Cultivation experiments showed that all soils had the potential to oxidize biphenyl, with biphenyl-dependent microbial growth observed within 5 to 10 days of incubation. Sediment-free biphenyl-oxidizing enrichment cultures were obtained from each soil type. These cultures formed typical yellow meta-cleavage intermediates during growth (not shown) [56]. The approximate doubling time calculated from the OD-based growth curves ranged from 1.6 h to 5.7 h. Taxonomic profiling based on 16S rRNA genes revealed that the enrichments were dominated by Pseudomonas, Achromobacter, Rhodococcus, Hydrogenophaga, and Flavobacterium (Fig. 1b). Members of these genera have been frequently shown to degrade biphenyl [12], suggesting a similar function in the obtained cultures.

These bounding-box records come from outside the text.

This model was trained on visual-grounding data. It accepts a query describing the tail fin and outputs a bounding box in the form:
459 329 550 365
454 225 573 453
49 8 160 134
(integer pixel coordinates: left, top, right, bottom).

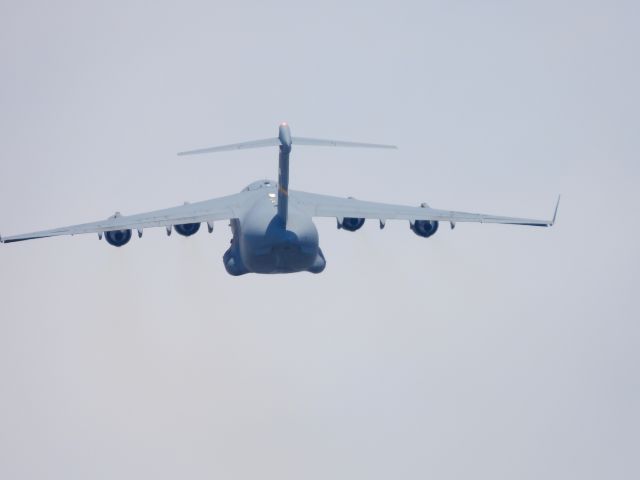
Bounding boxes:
178 122 398 225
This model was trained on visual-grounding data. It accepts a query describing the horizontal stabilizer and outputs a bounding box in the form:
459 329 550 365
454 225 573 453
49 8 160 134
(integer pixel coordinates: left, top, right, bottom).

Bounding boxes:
178 123 398 155
178 137 280 155
291 137 398 149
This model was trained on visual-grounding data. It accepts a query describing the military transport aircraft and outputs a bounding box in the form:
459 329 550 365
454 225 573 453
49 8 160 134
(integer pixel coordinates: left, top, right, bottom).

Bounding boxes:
0 123 560 275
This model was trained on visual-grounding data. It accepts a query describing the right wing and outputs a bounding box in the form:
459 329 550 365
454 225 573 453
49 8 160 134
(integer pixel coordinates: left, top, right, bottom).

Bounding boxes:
289 191 560 227
0 191 257 243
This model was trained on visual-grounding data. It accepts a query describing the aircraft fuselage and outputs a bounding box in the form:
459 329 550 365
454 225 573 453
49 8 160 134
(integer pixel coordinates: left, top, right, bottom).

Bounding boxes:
223 180 326 275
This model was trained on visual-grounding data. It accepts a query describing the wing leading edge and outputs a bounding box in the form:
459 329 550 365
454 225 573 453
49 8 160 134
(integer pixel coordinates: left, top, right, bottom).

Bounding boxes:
290 191 560 227
0 191 256 243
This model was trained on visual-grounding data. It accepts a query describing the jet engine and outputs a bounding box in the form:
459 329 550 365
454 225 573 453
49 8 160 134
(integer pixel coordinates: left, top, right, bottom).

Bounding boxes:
411 220 438 238
339 217 364 232
173 223 200 237
104 229 131 247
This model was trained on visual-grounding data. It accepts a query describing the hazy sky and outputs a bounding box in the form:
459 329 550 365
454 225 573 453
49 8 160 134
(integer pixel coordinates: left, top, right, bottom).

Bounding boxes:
0 0 640 480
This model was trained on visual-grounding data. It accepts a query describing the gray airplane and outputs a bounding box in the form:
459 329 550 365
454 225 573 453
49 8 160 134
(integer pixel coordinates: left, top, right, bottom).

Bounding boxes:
0 123 560 275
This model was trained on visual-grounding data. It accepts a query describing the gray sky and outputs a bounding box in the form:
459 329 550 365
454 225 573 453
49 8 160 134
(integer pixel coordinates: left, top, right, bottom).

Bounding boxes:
0 0 640 480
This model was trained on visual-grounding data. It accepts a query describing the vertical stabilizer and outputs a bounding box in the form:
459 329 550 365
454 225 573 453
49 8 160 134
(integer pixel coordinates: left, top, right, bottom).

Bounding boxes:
278 123 291 226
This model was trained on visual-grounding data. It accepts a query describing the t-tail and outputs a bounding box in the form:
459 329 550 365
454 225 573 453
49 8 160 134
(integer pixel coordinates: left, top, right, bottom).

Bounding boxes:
178 122 398 226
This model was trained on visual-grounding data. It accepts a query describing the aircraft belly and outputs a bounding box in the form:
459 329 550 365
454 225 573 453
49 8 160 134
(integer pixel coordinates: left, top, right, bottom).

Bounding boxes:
239 202 319 273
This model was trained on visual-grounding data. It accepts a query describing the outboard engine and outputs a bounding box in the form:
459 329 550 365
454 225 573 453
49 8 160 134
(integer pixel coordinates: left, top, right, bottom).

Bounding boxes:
173 223 200 237
338 217 364 232
104 229 131 247
411 220 438 238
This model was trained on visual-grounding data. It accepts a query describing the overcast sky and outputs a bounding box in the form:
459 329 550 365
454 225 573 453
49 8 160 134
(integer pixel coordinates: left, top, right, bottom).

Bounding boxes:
0 0 640 480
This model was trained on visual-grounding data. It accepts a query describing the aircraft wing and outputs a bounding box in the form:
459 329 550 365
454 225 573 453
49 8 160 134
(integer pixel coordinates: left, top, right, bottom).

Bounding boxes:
0 191 255 243
289 191 560 227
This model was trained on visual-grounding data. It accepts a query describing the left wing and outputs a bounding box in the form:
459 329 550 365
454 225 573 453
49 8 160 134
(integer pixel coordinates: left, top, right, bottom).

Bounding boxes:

Short-term labeling experiments with 13C-biphenyl demonstrated that biphenyl-oxidizing microorganisms were present and active in all original soils. The formation of 13CO2 was detected in microcosms of all soil types, albeit at different extent, indicating different biphenyl mineralization rates. The fastest response was measured for soil C, where 13CO2 was detected within 24 h and continued to increase in concentration throughout the experiment, reaching 5.2 atom% labelings within 4 days of incubation (Fig. 1d). In contrast, longer lag phases and lower abundances of 13CO2 were observed for soils A, B, and D.

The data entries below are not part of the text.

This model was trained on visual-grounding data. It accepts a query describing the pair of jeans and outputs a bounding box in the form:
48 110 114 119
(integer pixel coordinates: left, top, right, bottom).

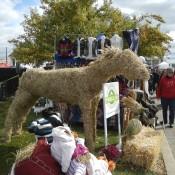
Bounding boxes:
161 98 175 124
123 28 139 53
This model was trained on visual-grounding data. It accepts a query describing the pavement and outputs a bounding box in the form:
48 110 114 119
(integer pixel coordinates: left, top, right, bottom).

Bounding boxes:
155 99 175 175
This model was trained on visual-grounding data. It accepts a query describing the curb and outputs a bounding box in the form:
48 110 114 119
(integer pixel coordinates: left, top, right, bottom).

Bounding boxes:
161 132 175 175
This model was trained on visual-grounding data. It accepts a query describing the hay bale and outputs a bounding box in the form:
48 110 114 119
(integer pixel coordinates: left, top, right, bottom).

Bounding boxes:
15 143 36 164
123 127 162 170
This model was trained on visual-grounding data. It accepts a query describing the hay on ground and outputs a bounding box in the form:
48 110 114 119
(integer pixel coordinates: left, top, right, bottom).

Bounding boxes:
15 143 36 164
123 127 162 170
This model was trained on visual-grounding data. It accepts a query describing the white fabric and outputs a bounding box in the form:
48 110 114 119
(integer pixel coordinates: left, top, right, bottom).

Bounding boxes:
75 137 85 146
51 126 76 173
87 154 111 175
110 34 123 49
66 159 86 175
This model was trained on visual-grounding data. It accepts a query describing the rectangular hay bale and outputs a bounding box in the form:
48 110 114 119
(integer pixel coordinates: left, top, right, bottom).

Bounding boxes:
123 127 162 170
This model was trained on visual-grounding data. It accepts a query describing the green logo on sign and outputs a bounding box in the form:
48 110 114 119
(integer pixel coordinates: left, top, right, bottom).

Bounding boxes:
106 89 117 104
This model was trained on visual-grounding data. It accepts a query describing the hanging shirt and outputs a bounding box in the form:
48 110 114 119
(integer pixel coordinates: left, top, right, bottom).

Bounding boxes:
123 28 139 53
57 37 72 58
73 38 85 58
85 37 97 58
110 34 123 49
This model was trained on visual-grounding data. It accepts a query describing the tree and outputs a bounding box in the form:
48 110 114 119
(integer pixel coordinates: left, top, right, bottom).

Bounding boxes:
11 0 171 63
134 14 172 58
11 0 134 62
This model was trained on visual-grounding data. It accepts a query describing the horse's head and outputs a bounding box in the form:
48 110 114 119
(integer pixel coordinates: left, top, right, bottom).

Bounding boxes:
103 48 149 80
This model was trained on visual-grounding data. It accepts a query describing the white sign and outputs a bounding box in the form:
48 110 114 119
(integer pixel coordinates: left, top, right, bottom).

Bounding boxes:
103 82 120 118
103 82 121 147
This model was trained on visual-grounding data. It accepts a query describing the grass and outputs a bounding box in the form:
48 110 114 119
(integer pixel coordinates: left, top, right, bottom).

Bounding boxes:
0 100 154 175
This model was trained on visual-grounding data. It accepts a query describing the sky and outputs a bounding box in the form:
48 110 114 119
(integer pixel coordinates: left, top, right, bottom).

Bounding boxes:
0 0 175 58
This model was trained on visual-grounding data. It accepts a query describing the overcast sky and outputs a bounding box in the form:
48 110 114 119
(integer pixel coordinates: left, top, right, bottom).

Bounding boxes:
0 0 175 57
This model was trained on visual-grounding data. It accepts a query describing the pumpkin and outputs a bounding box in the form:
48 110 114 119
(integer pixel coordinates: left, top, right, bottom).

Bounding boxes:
126 119 142 136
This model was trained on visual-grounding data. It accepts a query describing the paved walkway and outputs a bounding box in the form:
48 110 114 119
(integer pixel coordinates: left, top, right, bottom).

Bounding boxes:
156 101 175 175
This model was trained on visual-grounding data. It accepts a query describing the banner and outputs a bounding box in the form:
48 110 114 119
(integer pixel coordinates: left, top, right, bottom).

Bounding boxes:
103 82 122 148
103 82 120 118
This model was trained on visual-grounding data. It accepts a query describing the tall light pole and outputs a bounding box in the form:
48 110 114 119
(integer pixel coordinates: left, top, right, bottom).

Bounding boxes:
5 47 7 64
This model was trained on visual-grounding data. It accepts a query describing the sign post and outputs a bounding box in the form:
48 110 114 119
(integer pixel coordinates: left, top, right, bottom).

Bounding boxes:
103 82 121 146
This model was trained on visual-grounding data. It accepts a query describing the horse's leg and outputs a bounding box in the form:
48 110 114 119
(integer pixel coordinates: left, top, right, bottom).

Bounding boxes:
3 88 37 142
80 102 95 151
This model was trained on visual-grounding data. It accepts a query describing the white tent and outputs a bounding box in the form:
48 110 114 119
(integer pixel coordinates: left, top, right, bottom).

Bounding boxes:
158 61 169 69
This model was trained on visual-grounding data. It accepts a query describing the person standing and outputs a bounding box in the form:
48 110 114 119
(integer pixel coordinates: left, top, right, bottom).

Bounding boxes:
156 68 175 128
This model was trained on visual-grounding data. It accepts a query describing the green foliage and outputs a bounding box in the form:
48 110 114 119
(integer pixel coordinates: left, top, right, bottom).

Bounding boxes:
139 24 171 58
10 0 171 63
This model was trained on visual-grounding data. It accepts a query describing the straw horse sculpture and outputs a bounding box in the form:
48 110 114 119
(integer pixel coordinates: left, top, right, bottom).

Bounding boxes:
3 48 149 150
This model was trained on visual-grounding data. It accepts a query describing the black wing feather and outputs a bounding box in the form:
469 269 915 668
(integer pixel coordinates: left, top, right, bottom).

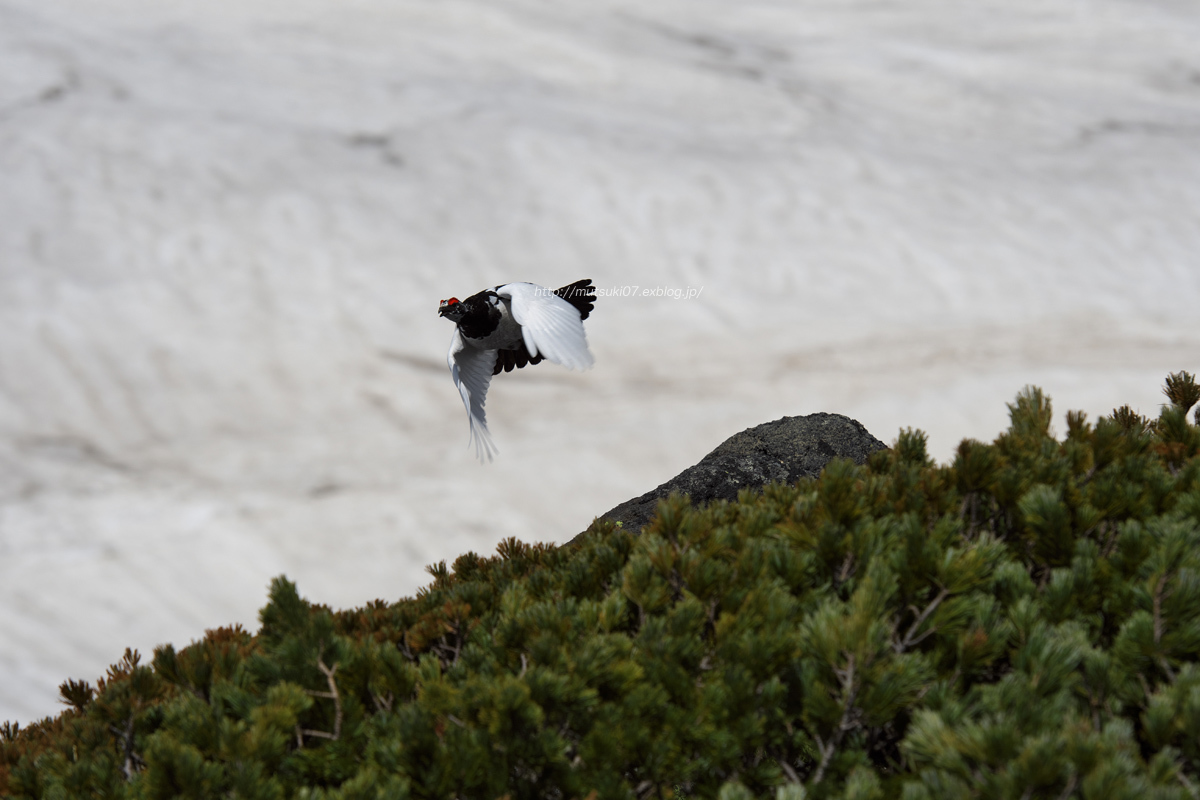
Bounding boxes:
492 278 596 375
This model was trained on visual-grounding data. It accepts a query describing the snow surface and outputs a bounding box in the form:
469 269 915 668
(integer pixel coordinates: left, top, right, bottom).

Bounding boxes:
0 0 1200 721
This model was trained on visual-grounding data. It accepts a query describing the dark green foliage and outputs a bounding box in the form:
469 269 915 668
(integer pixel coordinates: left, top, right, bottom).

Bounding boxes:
0 373 1200 800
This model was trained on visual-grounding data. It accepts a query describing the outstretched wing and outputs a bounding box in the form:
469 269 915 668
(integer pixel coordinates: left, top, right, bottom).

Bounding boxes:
496 283 595 369
446 327 497 461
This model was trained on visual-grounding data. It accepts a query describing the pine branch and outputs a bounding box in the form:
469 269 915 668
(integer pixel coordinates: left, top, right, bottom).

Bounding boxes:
892 588 950 655
812 652 858 786
296 656 342 747
1154 572 1175 684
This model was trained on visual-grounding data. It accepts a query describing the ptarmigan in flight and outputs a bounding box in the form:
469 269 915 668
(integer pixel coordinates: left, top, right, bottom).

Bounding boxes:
438 278 595 461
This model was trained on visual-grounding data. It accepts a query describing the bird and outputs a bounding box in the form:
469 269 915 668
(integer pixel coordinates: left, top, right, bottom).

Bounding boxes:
438 278 596 462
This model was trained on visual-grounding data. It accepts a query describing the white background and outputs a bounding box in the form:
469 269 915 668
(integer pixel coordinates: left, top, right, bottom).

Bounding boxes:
0 0 1200 721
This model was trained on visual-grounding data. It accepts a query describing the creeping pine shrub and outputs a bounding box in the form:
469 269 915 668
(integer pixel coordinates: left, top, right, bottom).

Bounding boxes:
0 373 1200 800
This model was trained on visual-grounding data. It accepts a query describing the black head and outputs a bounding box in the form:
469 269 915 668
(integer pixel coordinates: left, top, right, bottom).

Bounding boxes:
438 297 467 323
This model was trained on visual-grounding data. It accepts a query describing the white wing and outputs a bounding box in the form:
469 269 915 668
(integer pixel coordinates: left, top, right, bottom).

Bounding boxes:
446 327 497 461
496 283 595 369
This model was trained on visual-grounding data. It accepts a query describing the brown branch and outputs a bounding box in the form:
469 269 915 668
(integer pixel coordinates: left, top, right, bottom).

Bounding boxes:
892 588 950 655
1154 572 1175 684
812 652 858 786
775 758 800 783
296 656 342 747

Visualization of soil biphenyl-degraders at a single-cell level

Mineralization of 13C-biphenyl was expected to be accompanied by assimilation of 13C by biphenyl oxidizers. To test this hypothesis, subsamples of the labeling assays collected at 0, 24, 48, and 96 h of incubation were analyzed by nanoSIMS. Individual cells were defined based on secondary ion images of 12C14N and 13C14N. The 13C abundance was determined for each cell. After 96 h of incubation, cells showing substantial enrichment in 13C were observed in all four soils (Fig. 2 and Supplementary Figs. 37). Most showed 13C enrichment close to the substrate labeling ratio (10 atom%) at the single-cell level. The relatively short incubation time and the high labeling ratio indicated that labeled cells were most likely primary biphenyl oxidizers, although the presence of secondary consumers feeding on excreted metabolites cannot be presently excluded. Biphenyl oxidizers are known to metabolize biphenyl to benzoate or other intermediates, which can be excreted and serve as a growth substrate for other members of the microbial communities [57, 58]. The variations in 13C abundance among individual cells could be caused by metabolic heterogeneity of primary biphenyl oxidizers [59, 60], or by poor substrate availability in the soil matrix. Alternatively, the less 13C-enriched cells may represent secondary consumers. Quantitatively, the cells enriched in 13C accounted for approximately 11%, 3%, 15%, and 8% of the total cell number of soils A, B, C, and D, respectively.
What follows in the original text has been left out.